Great ad alone won’t sell your brand — is your ad engagement-focused?

There was a time when all you needed to keep your brand in the game was to push conversion-driven ads that sell your products and/or services. Whether you achieve this via door-to-door sale, radio jingles, TV ad slot, or good old fliers on street corners and storefronts is immaterial.

Nowadays, with consumer options expanded by increased access to global markets, research shows that customers are increasingly circumspect when making a decision on what to buy and who to buy it from. This means that your marketing has to go beyond conversion-driven campaigns to driving engagement for your brand through your advert.

A number of Nigerian brands have done this to great success, but we look at Trophy Lager Beer’s ‘Na who stand by you be your Honourable,’ and Access Bank’s More Than a Tag adverts here.

The Science of engagement

When looking into developing an ad campaign for your brand you have the option of going for virality – which gives you a flash hold on the attention of your customers – or timeless appeal you can milk for a long time.

The aforementioned campaigns chose the latter by focusing on engagement.

We have written here about the Trophy beer ad titled ‘Na who stand by you be your Honourable,’ dissecting what it got right and why it works. There is something more about the ad however that goes beyond the general appeal of its message.

The brand didn’t stop at pushing out an ad so well executed that the target audience was at the forefront of circulating it online without any prodding from the brand, it went further.

Having shone a spotlight on the unemployment problem in the country, the brand then launched an initiative called the ‘Stand By Me’ initiative to tackle some of that problem, if only for the creative industry.

Here is what you achieve by pursuing engagement in this way:

–  Your brand makes an indelible mark tied to your campaign on your target audience. A win for your products and/or services, as well as your brand image.

–  Your brand kills two birds with one stone – marketing itself while giving back through Corporate Social Responsibility (CSR.)

For Access Bank, More Than A Tag used a uniquely human experience of misunderstood struggles, putting the focus on individuals who struggle with the perception the world has of them that is counter to who they know themselves to be. Access assured its audience that it sees them even beyond who they are now to the persons they have the potential to be in the future. It is one ad, and it has many heartfelt stories.

This is what that does for your brand:

–  It gives you and your audience the opportunity to talk about the content of your ad in a multiplicity of ways. They can discuss disability, body-shaming, or gender disparity, and behind these discussions will always linger on your brand name because your engagement-focused campaign wove these stories for just this purpose.

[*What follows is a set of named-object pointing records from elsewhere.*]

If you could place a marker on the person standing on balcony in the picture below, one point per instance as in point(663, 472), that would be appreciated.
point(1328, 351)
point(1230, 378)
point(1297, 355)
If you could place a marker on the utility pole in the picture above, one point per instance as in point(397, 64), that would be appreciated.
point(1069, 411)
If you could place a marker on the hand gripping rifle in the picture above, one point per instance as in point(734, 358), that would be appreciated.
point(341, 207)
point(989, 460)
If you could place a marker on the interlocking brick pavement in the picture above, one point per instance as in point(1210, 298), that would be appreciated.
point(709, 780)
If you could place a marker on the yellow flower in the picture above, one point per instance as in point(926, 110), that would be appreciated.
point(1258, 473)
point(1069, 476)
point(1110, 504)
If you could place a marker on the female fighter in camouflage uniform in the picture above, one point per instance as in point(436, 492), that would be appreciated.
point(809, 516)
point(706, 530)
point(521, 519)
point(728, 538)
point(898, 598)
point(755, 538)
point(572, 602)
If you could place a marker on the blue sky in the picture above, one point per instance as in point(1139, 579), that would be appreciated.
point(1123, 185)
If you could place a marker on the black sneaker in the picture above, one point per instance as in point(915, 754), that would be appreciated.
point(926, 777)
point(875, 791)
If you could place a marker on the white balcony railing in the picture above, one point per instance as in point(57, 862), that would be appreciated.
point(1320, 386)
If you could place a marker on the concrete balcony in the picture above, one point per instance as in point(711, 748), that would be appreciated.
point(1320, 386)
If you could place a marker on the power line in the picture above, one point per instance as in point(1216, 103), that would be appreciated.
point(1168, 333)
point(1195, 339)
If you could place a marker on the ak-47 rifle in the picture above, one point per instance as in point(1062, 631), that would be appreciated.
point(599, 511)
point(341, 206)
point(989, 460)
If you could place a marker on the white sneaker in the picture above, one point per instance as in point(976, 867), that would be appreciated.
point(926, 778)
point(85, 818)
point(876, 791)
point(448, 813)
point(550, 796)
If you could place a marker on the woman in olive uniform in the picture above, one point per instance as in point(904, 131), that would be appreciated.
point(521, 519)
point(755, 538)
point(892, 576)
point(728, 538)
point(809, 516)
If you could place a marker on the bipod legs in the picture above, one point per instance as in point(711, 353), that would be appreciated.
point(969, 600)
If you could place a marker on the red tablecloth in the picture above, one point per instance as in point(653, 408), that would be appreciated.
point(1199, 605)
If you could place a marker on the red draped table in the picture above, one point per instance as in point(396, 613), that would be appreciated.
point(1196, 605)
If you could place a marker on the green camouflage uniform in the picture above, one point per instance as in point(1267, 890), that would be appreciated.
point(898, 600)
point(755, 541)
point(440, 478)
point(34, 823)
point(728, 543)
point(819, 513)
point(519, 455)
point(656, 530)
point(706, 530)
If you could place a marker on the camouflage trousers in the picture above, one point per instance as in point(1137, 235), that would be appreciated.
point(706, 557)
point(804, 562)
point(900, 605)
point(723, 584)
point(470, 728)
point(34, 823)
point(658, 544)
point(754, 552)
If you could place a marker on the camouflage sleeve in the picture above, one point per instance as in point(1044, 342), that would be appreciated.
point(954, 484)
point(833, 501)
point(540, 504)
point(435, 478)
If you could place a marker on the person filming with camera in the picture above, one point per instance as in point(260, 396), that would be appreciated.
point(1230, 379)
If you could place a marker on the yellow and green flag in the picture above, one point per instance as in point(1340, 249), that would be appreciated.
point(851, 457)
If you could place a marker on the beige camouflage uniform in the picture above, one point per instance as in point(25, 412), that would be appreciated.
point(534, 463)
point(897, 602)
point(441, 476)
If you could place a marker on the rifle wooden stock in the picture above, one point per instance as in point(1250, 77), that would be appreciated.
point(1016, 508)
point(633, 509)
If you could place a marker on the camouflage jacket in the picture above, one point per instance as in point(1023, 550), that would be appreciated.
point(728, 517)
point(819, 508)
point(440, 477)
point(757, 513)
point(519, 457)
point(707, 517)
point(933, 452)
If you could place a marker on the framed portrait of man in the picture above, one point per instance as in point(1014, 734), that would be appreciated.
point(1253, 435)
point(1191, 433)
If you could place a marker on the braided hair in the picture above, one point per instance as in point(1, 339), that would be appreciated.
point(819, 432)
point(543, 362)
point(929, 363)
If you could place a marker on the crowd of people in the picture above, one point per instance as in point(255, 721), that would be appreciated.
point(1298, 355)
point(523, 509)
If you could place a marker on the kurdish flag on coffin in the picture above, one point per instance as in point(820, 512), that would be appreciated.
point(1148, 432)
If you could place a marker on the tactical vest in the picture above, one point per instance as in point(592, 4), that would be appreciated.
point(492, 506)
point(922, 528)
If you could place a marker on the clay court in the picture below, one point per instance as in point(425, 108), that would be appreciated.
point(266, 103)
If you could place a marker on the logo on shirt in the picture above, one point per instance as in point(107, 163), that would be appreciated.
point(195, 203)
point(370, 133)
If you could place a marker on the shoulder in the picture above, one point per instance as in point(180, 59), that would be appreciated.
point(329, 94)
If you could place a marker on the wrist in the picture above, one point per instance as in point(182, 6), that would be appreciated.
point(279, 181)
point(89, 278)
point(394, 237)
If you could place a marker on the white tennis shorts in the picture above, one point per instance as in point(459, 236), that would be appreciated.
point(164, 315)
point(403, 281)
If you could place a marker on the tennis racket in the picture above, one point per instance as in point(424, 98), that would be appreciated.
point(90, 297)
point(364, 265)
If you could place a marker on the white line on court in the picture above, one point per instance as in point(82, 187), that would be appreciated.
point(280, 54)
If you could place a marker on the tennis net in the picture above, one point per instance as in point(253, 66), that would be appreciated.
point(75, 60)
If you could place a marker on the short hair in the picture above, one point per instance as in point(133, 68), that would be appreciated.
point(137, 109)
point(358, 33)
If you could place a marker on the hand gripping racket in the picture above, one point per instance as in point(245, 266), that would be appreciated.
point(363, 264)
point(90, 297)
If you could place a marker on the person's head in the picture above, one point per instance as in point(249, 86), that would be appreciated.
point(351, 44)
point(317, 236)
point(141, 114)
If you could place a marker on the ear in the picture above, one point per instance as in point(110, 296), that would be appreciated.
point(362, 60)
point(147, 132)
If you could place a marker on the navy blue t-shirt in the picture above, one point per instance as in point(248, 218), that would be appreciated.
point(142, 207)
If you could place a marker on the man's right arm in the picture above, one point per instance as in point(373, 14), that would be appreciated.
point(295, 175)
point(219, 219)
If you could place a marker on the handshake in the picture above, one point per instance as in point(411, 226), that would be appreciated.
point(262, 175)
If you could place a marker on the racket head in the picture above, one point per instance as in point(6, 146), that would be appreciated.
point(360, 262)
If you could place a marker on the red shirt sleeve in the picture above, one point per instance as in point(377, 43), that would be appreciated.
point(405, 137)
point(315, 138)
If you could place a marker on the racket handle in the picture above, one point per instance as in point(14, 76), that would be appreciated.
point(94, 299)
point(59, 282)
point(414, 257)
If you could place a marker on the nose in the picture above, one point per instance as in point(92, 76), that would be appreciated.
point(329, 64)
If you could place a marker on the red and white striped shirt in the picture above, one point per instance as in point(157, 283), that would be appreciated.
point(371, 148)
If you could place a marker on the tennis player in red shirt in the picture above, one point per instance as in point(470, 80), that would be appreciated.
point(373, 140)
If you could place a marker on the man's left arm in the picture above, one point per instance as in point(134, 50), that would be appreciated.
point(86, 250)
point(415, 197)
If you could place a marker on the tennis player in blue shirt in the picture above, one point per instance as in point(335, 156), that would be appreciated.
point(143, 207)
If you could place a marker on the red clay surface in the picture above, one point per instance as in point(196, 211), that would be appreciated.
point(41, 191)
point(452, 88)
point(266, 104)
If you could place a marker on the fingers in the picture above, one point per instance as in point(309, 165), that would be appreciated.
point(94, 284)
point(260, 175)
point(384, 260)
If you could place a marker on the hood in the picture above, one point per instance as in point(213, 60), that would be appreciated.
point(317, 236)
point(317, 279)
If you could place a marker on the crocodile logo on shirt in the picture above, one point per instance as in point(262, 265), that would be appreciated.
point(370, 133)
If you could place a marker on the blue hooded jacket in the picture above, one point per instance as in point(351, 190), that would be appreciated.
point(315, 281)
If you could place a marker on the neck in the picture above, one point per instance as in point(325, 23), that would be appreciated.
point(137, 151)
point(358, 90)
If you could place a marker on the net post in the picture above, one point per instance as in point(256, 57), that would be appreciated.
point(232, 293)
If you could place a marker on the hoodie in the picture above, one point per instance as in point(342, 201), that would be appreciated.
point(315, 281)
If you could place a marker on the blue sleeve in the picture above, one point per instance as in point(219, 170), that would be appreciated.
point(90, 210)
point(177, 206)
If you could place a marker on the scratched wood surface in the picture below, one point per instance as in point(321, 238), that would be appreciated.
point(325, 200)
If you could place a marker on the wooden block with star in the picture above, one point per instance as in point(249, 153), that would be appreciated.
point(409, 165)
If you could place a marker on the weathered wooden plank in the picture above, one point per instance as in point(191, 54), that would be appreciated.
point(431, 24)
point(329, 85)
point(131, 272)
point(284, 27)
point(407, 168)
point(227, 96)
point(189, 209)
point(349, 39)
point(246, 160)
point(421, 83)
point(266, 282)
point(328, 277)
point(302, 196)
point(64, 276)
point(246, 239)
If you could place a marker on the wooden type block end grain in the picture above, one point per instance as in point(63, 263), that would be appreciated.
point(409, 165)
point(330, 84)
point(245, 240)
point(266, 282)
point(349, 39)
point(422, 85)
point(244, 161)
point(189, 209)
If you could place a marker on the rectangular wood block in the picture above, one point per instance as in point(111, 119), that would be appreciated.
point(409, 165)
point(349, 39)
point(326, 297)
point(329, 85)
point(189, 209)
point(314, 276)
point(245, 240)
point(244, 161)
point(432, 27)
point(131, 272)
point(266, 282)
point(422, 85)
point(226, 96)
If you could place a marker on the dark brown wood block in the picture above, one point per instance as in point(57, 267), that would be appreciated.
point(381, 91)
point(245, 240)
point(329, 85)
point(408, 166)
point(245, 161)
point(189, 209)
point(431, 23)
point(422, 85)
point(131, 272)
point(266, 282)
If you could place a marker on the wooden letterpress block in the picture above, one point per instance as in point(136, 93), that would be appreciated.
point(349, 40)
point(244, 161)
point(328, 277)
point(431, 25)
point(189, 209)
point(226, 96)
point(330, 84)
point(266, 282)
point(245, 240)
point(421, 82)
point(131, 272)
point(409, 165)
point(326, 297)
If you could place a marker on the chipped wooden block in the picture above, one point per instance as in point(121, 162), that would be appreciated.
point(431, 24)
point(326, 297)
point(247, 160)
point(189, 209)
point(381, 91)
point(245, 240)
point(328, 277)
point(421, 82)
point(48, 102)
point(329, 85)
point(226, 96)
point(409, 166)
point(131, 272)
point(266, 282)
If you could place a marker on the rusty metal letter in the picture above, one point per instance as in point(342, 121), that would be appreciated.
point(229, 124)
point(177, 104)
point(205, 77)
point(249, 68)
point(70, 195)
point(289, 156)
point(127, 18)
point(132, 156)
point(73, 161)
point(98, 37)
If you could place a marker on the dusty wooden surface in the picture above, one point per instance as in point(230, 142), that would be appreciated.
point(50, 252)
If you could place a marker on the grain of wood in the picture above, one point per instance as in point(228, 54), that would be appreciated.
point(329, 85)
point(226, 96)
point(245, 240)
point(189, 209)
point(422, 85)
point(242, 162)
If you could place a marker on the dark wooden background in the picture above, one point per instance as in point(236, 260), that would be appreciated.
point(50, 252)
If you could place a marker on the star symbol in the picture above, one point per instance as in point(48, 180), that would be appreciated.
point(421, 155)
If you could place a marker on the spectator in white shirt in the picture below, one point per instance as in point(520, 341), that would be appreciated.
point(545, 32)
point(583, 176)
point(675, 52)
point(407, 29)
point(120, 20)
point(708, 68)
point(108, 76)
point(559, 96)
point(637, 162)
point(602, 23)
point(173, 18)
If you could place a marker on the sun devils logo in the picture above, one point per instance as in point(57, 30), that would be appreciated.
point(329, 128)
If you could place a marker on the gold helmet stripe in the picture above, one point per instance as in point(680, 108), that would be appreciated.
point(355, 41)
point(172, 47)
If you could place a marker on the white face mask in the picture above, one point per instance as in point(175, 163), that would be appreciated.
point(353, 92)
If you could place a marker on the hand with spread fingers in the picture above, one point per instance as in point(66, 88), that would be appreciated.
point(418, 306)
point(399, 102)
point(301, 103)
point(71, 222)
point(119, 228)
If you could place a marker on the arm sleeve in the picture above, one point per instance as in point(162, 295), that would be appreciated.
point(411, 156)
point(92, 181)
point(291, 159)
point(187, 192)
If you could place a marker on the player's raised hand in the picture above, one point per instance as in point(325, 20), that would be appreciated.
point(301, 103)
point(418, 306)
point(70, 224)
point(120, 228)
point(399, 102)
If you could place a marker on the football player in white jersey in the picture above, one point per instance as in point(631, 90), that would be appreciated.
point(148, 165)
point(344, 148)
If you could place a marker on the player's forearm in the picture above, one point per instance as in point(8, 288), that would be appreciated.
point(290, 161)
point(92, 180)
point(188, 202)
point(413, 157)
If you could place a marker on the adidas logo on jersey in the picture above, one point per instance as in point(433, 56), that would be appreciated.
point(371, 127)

–  Your brand retains the prerogative to pick any number of issues in the ad and launch a CSR project on it which itself is a way to build brand image and position as a brand for the people.

The two are the perfect, fully-rounded sort of campaign every brand needs.

Conclusion

Adverts are a cornerstone of success for brands and when done right can be incredibly powerful. Perhaps because of that, their potential is rarely fully exploited by many businesses. Often once an ad gets one thing right, and the brand’s revenue picks up, decision-makers take a deep breath, pat themselves on the back, and move on. Until the next advert need comes along.

Businesses spend huge chunks of money annually on ads, and for the most part, they get some value from their spend.

Yet it can be argued – quite rightly too – that they could get so much more value if they are able to put out ads that aim only for conversion that sells a product or service, but ads that are engagement-focused because that’s where the gold is.

With insight about the changing consumer behaviour since the start of the global pandemic coming in from sources like management consulting firm, Mckinsey and Company, brandsneeds to do more than before.